Retour estival de Ghettotech avec HiTech pour danser fûté

HiTech, groupe de Detroit, est une collaboration regroupant les rappeurs-producteurs-DJs King Milo, Milf Melly et 47Chops. HiTech apporte une touche moderne au son électrisant du ghettotech de Detroit, avec une bonne dose de Hennessy et une techno qui fait bouger. Si vous les avez raté ce printemps à Nuits Sonores, vous pourrez vous rattraper au festival Cabaret Vert (Charleville-Mézières le 17 août) et au Pitchfork Festival (Paris le 9 novembre) ainsi qu’à  Positive Education (Saint-Etienne le 15 novembre).

Comme beaucoup de genres de Détroit, le ghettotech sonne comme s'il avait été brassé dans les coins moites du paysage industriel de Motor City. Fusion d'électro, de techno, de ghetto house de Chicago et de Miami bass, la ghettotech a servi de terrain de jeu à certains des producteurs électroniques les plus expérimentaux de la métropole depuis sa création à la fin des années 80, notamment à des artistes légendaires comme DJ Assault, DJ Godfather et Jeff Mills. En 2022 et 2023, HiTech reprenait le flambeau de ghettotech, enflammant le mouvement avec son propre type de carburant; toujours à haut indice d’octane.

Composé des rappeurs-producteurs King Milo, Milf Melly et 47Chops, HiTech reprend tous les éléments classiques de la ghettotech - électro rapide, voix distordues, sexualité brute - et les imprègne d'une touche moderne, distillée en grandissant en explorant les profondeurs de SoundCloud plutôt qu'en écoutant les stations de radio underground. Détwat, leur deuxième album complet, utilise des 808 non-stop et un sac de samples fraîchement creusés dans des caisses pour lancer la soirée la plus violente et la plus crispée depuis l'apogée de la techno de Détroit. Là où le premier HiTech’ hésitait un peu entre hip hop et techno, le second y va à donf.

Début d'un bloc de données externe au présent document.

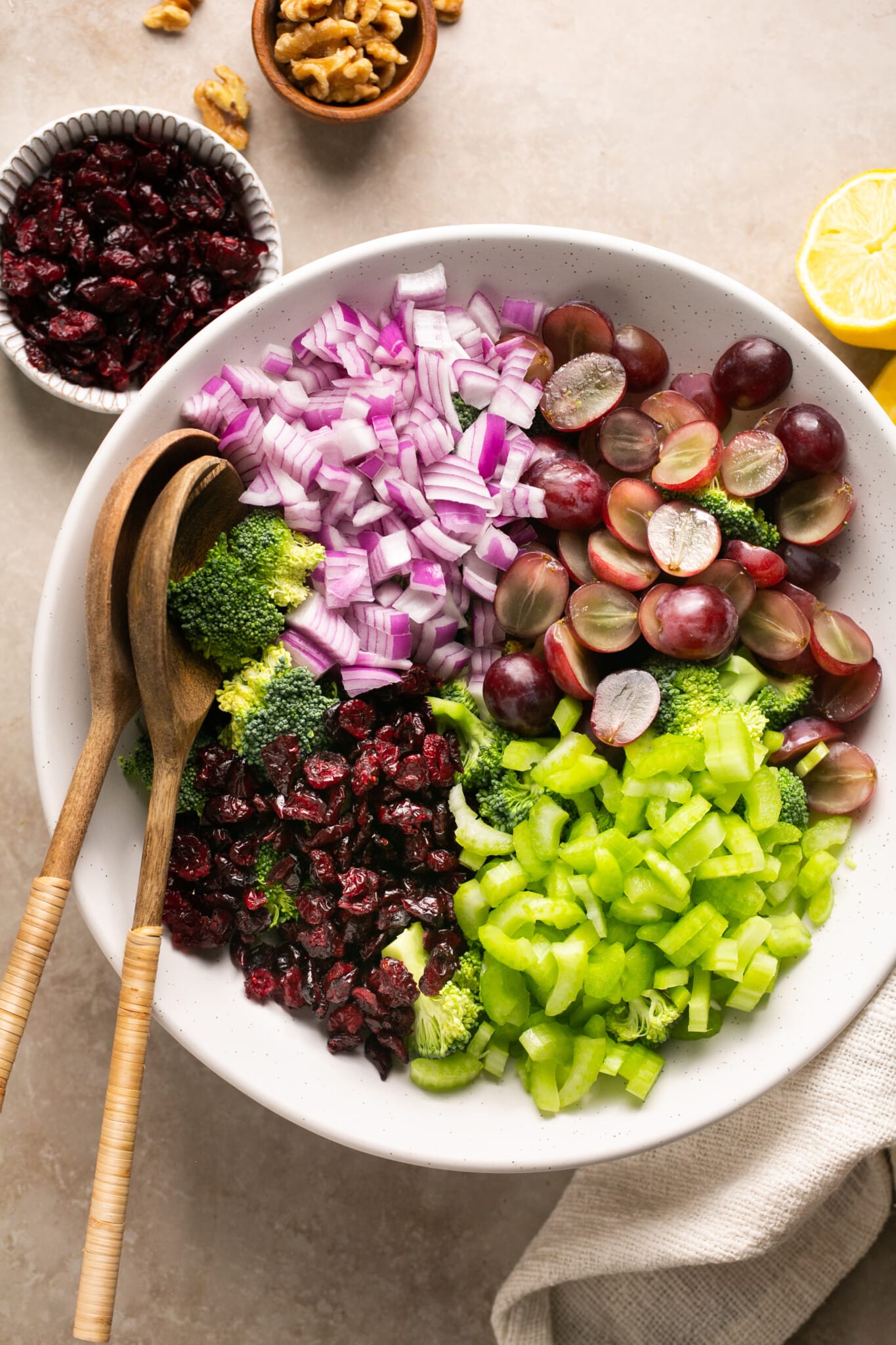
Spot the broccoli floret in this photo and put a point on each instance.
(139, 766)
(689, 693)
(793, 799)
(282, 560)
(442, 1023)
(785, 699)
(228, 608)
(293, 703)
(481, 744)
(738, 519)
(465, 413)
(649, 1017)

Dès les premières secondes, HiTech plante impeccablement le décor : Avec son collègue Fullbodydurag, du label FXHE Records d'Omar S, "Nu Munni" lance un rythme de quatre à quatre qui vous monte à la gorge comme une crise de panique. Plus que tout autre morceau de l'album, "Nu Munni" s'appuie sur les influences techno de Detroit qui se retrouvent dans le ghettotech, HiTech donnant un sentiment d'urgence qui se retrouve tout au long de Détwat. Alors qu'une ligne de basse épaisse émerge, des respirations profondes ponctuent la production, fonctionnant comme des coups de poing percussifs. Il y a même un soupçon de ballroom ici, lorsque le rythme tombe soudainement et que Fullbodydurag lance la ligne "Don't start with me/Bitch I'll finish it". Les basses sonnent comme si elles sortaient d'un caisson de basse situé à l'arrière d'une Honda suralimentée ; on peut pratiquement entendre les vis s'entrechoquer. Plus qu'un simple hommage au genre qui les a vu naître, HiTech, avec "Nu Munni", le projette dans l'avenir.

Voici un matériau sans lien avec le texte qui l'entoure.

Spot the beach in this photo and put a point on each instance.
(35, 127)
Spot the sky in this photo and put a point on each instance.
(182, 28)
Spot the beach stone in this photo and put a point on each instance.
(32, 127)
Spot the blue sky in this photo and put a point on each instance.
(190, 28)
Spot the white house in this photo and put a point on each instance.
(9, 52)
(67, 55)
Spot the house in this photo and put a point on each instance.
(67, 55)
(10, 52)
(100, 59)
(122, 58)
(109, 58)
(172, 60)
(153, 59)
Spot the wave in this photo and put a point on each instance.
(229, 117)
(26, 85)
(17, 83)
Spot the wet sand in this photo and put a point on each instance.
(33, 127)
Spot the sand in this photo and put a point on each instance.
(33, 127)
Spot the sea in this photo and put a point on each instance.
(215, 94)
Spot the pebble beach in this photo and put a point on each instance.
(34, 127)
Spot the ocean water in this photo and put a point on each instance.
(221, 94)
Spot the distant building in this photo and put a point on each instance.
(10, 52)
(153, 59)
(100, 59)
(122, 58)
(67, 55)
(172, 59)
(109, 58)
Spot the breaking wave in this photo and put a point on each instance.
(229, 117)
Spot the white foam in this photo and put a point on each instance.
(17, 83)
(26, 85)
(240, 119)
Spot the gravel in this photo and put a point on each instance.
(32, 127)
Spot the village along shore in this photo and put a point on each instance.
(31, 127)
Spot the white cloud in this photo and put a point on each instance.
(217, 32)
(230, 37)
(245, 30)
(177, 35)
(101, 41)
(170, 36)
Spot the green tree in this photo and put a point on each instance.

Jusqu'à présent, HiTech était surtout connu pour son single "Cashapp" (2022), qui misait davantage sur le rap de Milf Melly que sur sa production techno. Si les accents hip-hop de Détwat sont indéniables, il s'agit d'une évolution cohérente par rapport au premier album éponyme de 2022, dans lequel les éléments rap et électroniques semblaient plus disparates. "Birthday Pearls" est une rafale de mesures hypnotiques ; ses voix décalées donnent aux lignes telles que "It's my birthday/Suck a nigga dick or something" et "Pop that pussy, shake that ass/Stretch it like a yoga class" un sens de surréalisme espiègle.

Le titre phare "Zooted", avec des voix encore plus bouclées et déformées, cette fois par un autre collaborateur underground de Détroit (DJKillaSquid), résume l'essence de la ghettotech plus que tout autre morceau de Détwat. Son accroche - "I've been zooted/Bounce that ass" - est comme un cousin spirituel de l'un des hymnes les plus durables de la ghettotech, le chef-d'œuvre de DJ Assault "Ass-N-Titties", sorti en 2002. Il contient la même libération joyeuse de l'inhibition qui définit une grande partie de la musique des clubs noirs. Les pistes de danse et les boîtes de nuit de ce mouvement sont avant tout un endroit où l'on s'amuse, et cet esprit est au premier plan sur "Teetees Dispo", une histoire d'amour et de luxure racontée à une vitesse folle. "Si ta tante est dans cette salope, elle va se mettre par terre", rappe notre narrateur, tandis que le TeeTee titulaire se met à descendre. Un deuxième clubiste s'approche à la fin de la chanson, délivrant la punchline finale : "Putain, c'est qui cette maman?/Nigga je crois que j'aime bien ta maman !"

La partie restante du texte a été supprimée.